“Todos unidos para enfrentar la crisis, sin ideologías ni partidos”: la consigna ha sido pronunciada en estos días, y no es la primera vez que la escuchamos. Creo entender que con la palabra “ideología” se quiso aludir a los intereses privados de individuos o de grupos, pero el asunto es demasiado serio para que podamos permitirnos deslices verbales ni sofismas, como el uso arbitrario de conceptos fundamentales. El de ideología, en efecto, designa universalmente las concepciones del mundo que incluyen los principios relativos a los fines del estado y los recursos legítimos para lograrlos, los valores que gobiernan todas las conductas y los criterios para diferenciar derechos y deberes, lo privado y lo público, el bien y el mal.
Una convocatoria semejante, sin embargo, parece coincidir con las tendencias mayoritarias en las fuerzas empeñadas en esa singular alianza, que suelen ser favorables a la constitución de un estado que ceda progresivamente sus tareas al mercado, en la confianza de que su “mano invisible” asuma la tarea de configurar la vida social. Tal concepción incluye siempre un proceso paulatino de despolitización de la sociedad, comenzando por la insólita, impensable y abrumadora despolitización de la política: eso es una “unidad sin ideologías”.
Muchos piensan, desde luego, que una despolitización general es saludable porque elimina los gérmenes de todas las discordias, pero olvidan que la politicidad, o capacidad de dar forma a la vida social, es el carácter esencial del ser humano, el que le separa de la escala zoológica: renunciar a él es caer en la deshumanización. Piensan que el libre juego del mercado es positivo, porque permitirá superar la crisis, ya que las empresas ganarán más y producirán mejor, ampliarán su oferta y aumentará al consumo, los trabajadores alcanzarán aumentos salariales (sin recordar que siempre se los mide con gotero), y tendremos la felicidad a nuestro alcance. Pero en la larga duración y a escala planetaria, el panorama es distinto: los cinco siglos que ha durado el imperio del capital han concentrado el bienestar en una quinta parte de la humanidad mientras ha multiplicado la miseria, el hambre, la enfermedad, la ignorancia y la muerte en las cuatro quintas partes, entre Asia, África y América Latina. La destrucción de la naturaleza y el genocidio (una de cuyas consecuencias es la ola de gigantescas migraciones que hoy preocupan al mundo), son el saldo en el balance del paraíso capitalista. Razón tenía Rosa Luxemburgo cuando afirmaba, al comenzar al siglo XX, que para nuestro tiempo no hay más que una alternativa: transformación total o catástrofe.

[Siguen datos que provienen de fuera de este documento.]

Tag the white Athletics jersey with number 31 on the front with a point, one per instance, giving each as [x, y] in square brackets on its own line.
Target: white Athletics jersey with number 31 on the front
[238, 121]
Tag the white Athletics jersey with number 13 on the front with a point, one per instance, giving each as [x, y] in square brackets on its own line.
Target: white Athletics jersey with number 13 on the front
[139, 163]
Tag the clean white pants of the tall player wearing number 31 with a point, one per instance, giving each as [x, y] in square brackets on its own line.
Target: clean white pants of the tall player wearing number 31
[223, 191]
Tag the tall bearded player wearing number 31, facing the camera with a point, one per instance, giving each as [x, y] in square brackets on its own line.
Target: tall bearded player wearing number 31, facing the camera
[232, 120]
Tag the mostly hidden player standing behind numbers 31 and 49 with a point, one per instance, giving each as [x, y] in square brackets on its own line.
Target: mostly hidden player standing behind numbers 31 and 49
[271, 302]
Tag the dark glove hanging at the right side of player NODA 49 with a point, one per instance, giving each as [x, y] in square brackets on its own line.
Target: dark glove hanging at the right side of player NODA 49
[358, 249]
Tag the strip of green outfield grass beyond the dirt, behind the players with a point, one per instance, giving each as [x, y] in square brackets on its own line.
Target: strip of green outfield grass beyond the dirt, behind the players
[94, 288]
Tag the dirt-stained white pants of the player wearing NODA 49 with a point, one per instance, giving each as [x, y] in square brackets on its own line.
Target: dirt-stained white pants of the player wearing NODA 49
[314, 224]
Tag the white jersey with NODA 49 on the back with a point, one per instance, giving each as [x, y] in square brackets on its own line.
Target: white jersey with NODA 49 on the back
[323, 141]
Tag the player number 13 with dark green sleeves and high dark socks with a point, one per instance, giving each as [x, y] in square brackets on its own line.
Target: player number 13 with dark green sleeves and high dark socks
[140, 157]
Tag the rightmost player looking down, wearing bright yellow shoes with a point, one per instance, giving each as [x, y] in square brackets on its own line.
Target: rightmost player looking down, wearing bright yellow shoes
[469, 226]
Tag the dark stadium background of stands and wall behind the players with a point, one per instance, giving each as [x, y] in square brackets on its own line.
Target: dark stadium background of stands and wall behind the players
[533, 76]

Hay que precaver, sin embargo, las transformaciones aparentes. En la historia de los últimos siglos han surgido varias veces en diversas sociedades, ofreciendo como el Reich paraísos milenarios y exhibiendo ante el mundo “milagros” prodigiosos. La situación actual y el porvenir inmediato de nuestra sociedad no admiten espejismos de esa clase.